Bien sûr, l’exercice est un peu facile : prenez un responsable politique - n’importe lequel - et confrontez ses déclarations récentes à celles qu’il a pu faire dans le passé. Vous trouverez toujours, ici et là, des changements de pieds. Des reniements ? Pas nécessairement. Il serait étrange que les politiques soient les seuls à ne pas avoir le droit de changer d’avis.
Prenons François Bayrou. Voilà qu’après avoir préféré François Hollande à Nicolas Sarkozy en 2012, il se déclare en faveur d’Alain Juppé pour 2017. Bayrou girouette ! s’enflamme furieusement le chœur des partisans de l’ancien chef de l’Etat. Etrange procès. Faudra-t-il traiter ainsi tous les déçus de ce quinquennat ? En cet automne, ils se ramassent à la pelle…
Il se trouve, circonstance aggravante, que cette grotesque offensive vient précisément du candidat qui aura été le plus loin dans l'art du retournement. Car avant de se déchaîner contre les traîtres du Modem - avec qui l'UMP a fait alliance à toutes les élections locales des deux dernières années -, Sarkozy avait rêvé de les associer au vaste rassemblement républicain qui devait porter les espoirs de l'alternance. Son porte-parole officieux, François Baroin, n'avait-il pas célébré en 2014 le retour du seul leader capable de rassembler, «au-delà des frontières de l'UMP et du centre, les déçus du hollandisme» ? Mieux encore : pendant la campagne présidentielle de 2012, le candidat Sarkozy avait laissé entendre qu'il pourrait, en cas de victoire, nommer Bayrou à Matignon. A l'époque, tout pouvait être pardonné. Y compris la motion de censure défendue en 2006 par le député Bayrou contre Villepin, Premier ministre de Chirac. Les sarkozystes font aujourd'hui de cet épisode un crime inexpiable, oubliant au passage que Maurice Leroy, le plus sarkozyste des centristes, avait voté cette censure…

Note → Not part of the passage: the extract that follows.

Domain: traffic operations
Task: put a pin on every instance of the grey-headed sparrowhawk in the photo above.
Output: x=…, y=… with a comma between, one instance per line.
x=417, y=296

De toutes les girouettes politiques, Sarkozy est la plus capricieuse. Rien ne l'entrave, dès lors qu'il s'agit de prendre le vent du peuple de droite et de mobiliser contre le maire de Bordeaux. Juppé parle à Bayrou ? Il faut diaboliser Bayrou. Juppé veut augmenter la TVA ? Il faut dénoncer cette attaque insupportable contre le pouvoir d'achat des Français. Qu'importe si le même Sarkozy a longtemps compté parmi les défenseurs d'une mesure jugée excellente pour la croissance et l'emploi. En échange de baisse des charges, la hausse de la TVA n'aura «aucun impact sur le pouvoir d'achat», assurait début 2012 son ministre de l'Economie, François Baroin. Cinq ans après, Alain Juppé et François Fillon ne disent pas autre chose. Raison suffisante pour changer d'avis.